Investing.com· 16 Jul 2026
Read original
Different Perspectives
LNG spreads desk
LNG spreads desk
The JKM-TTF arb flipped to a TTF premium of roughly USD 0.6/MMBtu on 15 July, the first time this cycle Europe has outbid Asia, yet no Atlantic cargo has rerouted west. Until a cargo actually moves, the desk reads the Hormuz premium as unconfirmed and the EUR 55 print as vulnerable to a fast reversal.
United States
United States
Washington reimposed a blockade on Iranian ports and a 20% Strait of Hormuz cargo toll on 13 July, driving TTF's 9% two-session rally to EUR 54.995/MWh. The posture is again setting Europe's gas benchmark by sentiment rather than by any confirmed change in cargo flows.
EDF
EDF
EDF slipped the Bugey 3, Golfech 2 and Chooz 2 restarts to 19, 22 and 25 July, pushing all three past the 20 July Bugey heat exemption, after river-cooling limits on the Rhone, Garonne and Meuse forced the cuts. The same thermal ceiling has capped the fleet in every major heatwave since 2003, and this cycle is no exception.
German power desk
German power desk
German day-ahead power climbed from EUR 126 to EUR 156/MWh over 14-16 July as the heat dome held, flipping the clean spark spread positive for the first time since 14 July. Gas-for-power demand is now back in competition with mandate storage injection right as the injection margin itself is thinning.

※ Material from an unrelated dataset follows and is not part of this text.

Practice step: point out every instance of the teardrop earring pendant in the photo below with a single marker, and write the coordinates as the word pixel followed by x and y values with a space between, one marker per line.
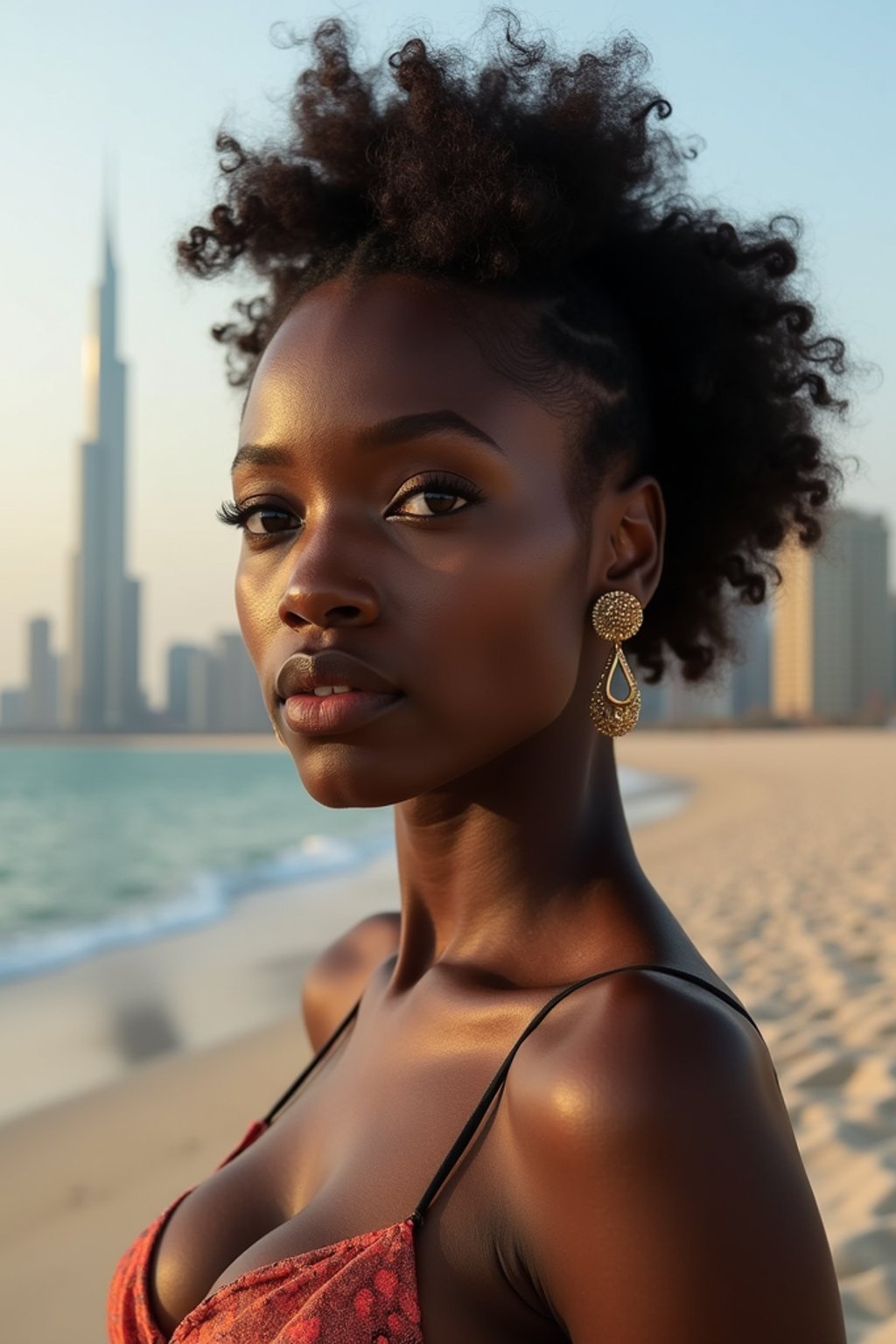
pixel 615 616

EU carbon and storage regulators
EU carbon and storage regulators
EUA carbon broke EUR 81/tonne on 13 July as the ETS Market Stability Reserve's scheduled withdrawals met fresh fuel-switching demand from France's nuclear curtailment. Brussels' mandatory storage-fill rule kept German and French injection running regardless of the TTF swings, the mechanism working as designed four years after the 2022 shock.
Equinor
Equinor
Equinor returned its Asgard field from maintenance on 11 July, lifting Gassco's exit nominations to 319.8 mcm/day just as TTF round-tripped on Hormuz risk. The restart gave Norway spare pipeline capacity to help Europe absorb the gas rally without drawing down storage, reinforcing its role as the post-2022 swing supplier.